La storia di Park Ji Hyun potrebbe considerarsi una storia da romanzo, fuggita dalla Corea del Nord attraverso i trafficanti cinesi è stata venduta e ad un uomo che, sotto la minaccia della deportazione, l’ha seviziata mettendola incinta. Sei anni dopo la nascita di suo figlio, Ji Hyun è stata denunciata e riportata in Corea del Nord, la sentenza è quella di “fuggitiva per motivi economici” per i quali è stata deportata in un Campo di Rieducazione “se sei una donna, la prima cosa che ti fanno arrivata al Campo è un esame del sangue, per vedere se sei incinta” questo non fa sì che le donne in gravidanza vengano trattate meglio, al contrario, a queste donne vengono dati lavori più pesanti e una razione di cibo ancor più scarsa forzandone così l’aborto “dopo una giornata di lavoro, una donna si è accasciata al suolo ed ha abortito, per giorni, è stata sporca del suo sangue e della placenta che ha perso, finché non è morta”.
Le condizioni di lavoro e igieniche sono al di sotto di qualsiasi soglia di fatica e sporcizia immaginabili “se qualcuna di noi veniva scoperta a lavarsi i vestiti durante il ciclo veniva costretta a portare le mutandine sporche di sangue in testa”; a causa del mancato igiene e di una ferita Ji Hyun contrae il tetano, arrivando al punto di non riuscire neanche più a stare in piedi viene rilasciata, la donna in quel momento si trovò completamente sola.
Senza niente di cui vivere e malata, il suo unico desiderio era quello di riabbracciare suo figlio “pregavo notte e giorno per poter rivedere il mio bambino” ci racconta, con la voce spezzata dall’emozione, decise quindi di tornare in Cina ancora una volta con l’aiuto dei trafficanti di uomini, i quali impietositi dalla donna, le permisero di chiamare a casa.
Dopo numerosi tentativi di poter parlare col figlio la donna riesce a raggiungerlo e scopre che non solo gli era stato detto che la madre l’aveva abbandonato e non sarebbe mai più tornata a riprenderlo ma anche che veniva schiavizzato e ridotto alla fame “speravo che almeno in Cina i bambini non morissero di fame”, decise quindi di scappare in Mongolia col figlio, lungo il viaggio viene aiutata da un uomo con cui ora è sposata e ha altri figli.

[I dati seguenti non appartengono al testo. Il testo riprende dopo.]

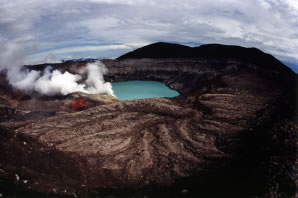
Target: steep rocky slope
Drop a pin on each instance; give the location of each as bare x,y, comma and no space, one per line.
232,133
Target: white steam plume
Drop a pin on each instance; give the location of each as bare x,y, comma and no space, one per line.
50,82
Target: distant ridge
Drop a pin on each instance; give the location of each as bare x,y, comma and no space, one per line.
210,51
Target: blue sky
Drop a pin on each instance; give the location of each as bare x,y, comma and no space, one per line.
50,30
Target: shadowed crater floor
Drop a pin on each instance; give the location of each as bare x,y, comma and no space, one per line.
230,133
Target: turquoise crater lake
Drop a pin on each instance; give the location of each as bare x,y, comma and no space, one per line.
139,89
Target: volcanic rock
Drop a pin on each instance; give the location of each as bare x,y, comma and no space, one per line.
231,132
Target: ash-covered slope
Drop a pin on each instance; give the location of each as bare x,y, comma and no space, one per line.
232,133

Questa storia è una di quelle che ti rimangono tatuate indelebili nella mente e nel cuore, vi confesso che ora, mentre scrivo ho ancora il magone per questo racconto. È passato poco più di una settimana da questo incontro e ho fatto molta fatica a raccogliere le idee, non posso che essere ancora estremamente colpita da questi racconti di sofferenza e coraggio, è anche, e soprattutto, per questo che ho deciso di scrivere un articolo a riguardo. Il mio è un blog leggero che parla di frivolezze ma ci tenevo a riportare queste testimonianze, perché il primo modo per sconfiggere l’ignoranza è proprio diffondere le parole di chi ha vissuto quell’inferno e ne è uscito vincitore. Spero che stiate leggendo queste mie parole perché vuol dire che avete letto tutto l’articolo, ci tengo particolarmente perché sicuramente avrà arricchito la vostra conoscenza di una tematica pressoché sconosciuta. Riporto, in conclusione, la richiesta di Shin Dong Hyuk e Park Ji Hyun “parlatene per far conoscere al mondo quello che succedere in Corea del Nord”, bisogna accendere i riflettori sul quel piccolo punto buio che è la Corea del Nord.